Lemur taxonomy is confusing and experts do not agree on the exact number of species. As a ballpark, there are around 100 different listed species and sub-species. All of them are protected under the Convention on International Trade in Endangered Species of Fauna and Flora (CITES), despite being kept as illegal pets in numerous parts of the world. This includes the ring-tailed lemur, one of the most familiar – and popular – species, which is now on the IUCN red list, after its population declined by as much as 95% since the year 2000. It is more than overdue we take this matter into our own hands.
Why are lemurs important to conservation?
Lemurs can be seen as a barometer for the ecological health of their environment. Reduced lemur populations affect a forest’s ability to rejuvenate itself. Several studies emphasise the role lemurs play in seed dispersal via their faeces (read all about it from our guest contributor Lyndsey from Duke University Lemur Center). Seeds dispersed in this way are 300% more likely to germinate and develop than those that either remain close to the parent tree or are dispersed in other ways.

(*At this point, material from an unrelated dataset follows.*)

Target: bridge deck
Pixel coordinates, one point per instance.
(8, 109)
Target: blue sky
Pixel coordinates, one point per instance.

Healthy and extensive forests provide a habitat not only for lemurs but for other forest-dwelling animals, including their main predator, the fossa (the circle of life, eh). Last but not least, trees are a crucial bulwark against soil degradation and erosion, a huge problem in Madagascar where you can see from space the red rivers flowing in the Indian ocean with Malagasy fertile soil.
Why does it matter if lemurs are endemic to Madagascar?
Apart from the small populations on the Comoros Islands, lemurs are found nowhere else in the world other than Madagascar. Captive breeding programmes in zoos around the world do not – and likely cannot – encompass every species of lemur. Besides, lemurs are enormously important for the biological health of Madagascar. As already noted, attempts to reverse some of the deforestation already suffered on the island are hampered by reduced lemur populations. Tree-planting by hand is time and labour-intensive – and relying on lemurs to do some of the work via faecal seed dispersal makes a great deal of sense. If the lemurs are no longer present in the wild in sufficient numbers, it may be difficult or impossible to restore the forests to a habitat suitable for them.
The financial benefits of lemurs to Madagascar should not be underestimated either, with ecotourism having the potential to be a growing source of revenue. Although its tourist infrastructure is as yet fairly undeveloped, the country is already attracting more adventurous travellers. The advent of kitesurfing and ecotourism has given a new breath to an industry that represents 6% of the island’s GDP. Others are likely to follow, provided there are lemurs – Madagascar’s totemic wildlife species – for them to look at. If the Malagasy can be convinced that tourism provides a real and sustainable alternative to agriculture, they may yet turn away from slash and burn agriculture and embrace lemur conservation.
What happens if we fail to save lemurs?
To paraphrase the conservationist Gerald Durrell, the loss of lemurs would be another axe-stroke to the metaphorical tree branch on which all of us, humans included, sit on. Wildlife preservation is a responsibility that belongs to all of us. We cannot lose any species, including lemurs, with impunity. We cannot afford to lose them at all.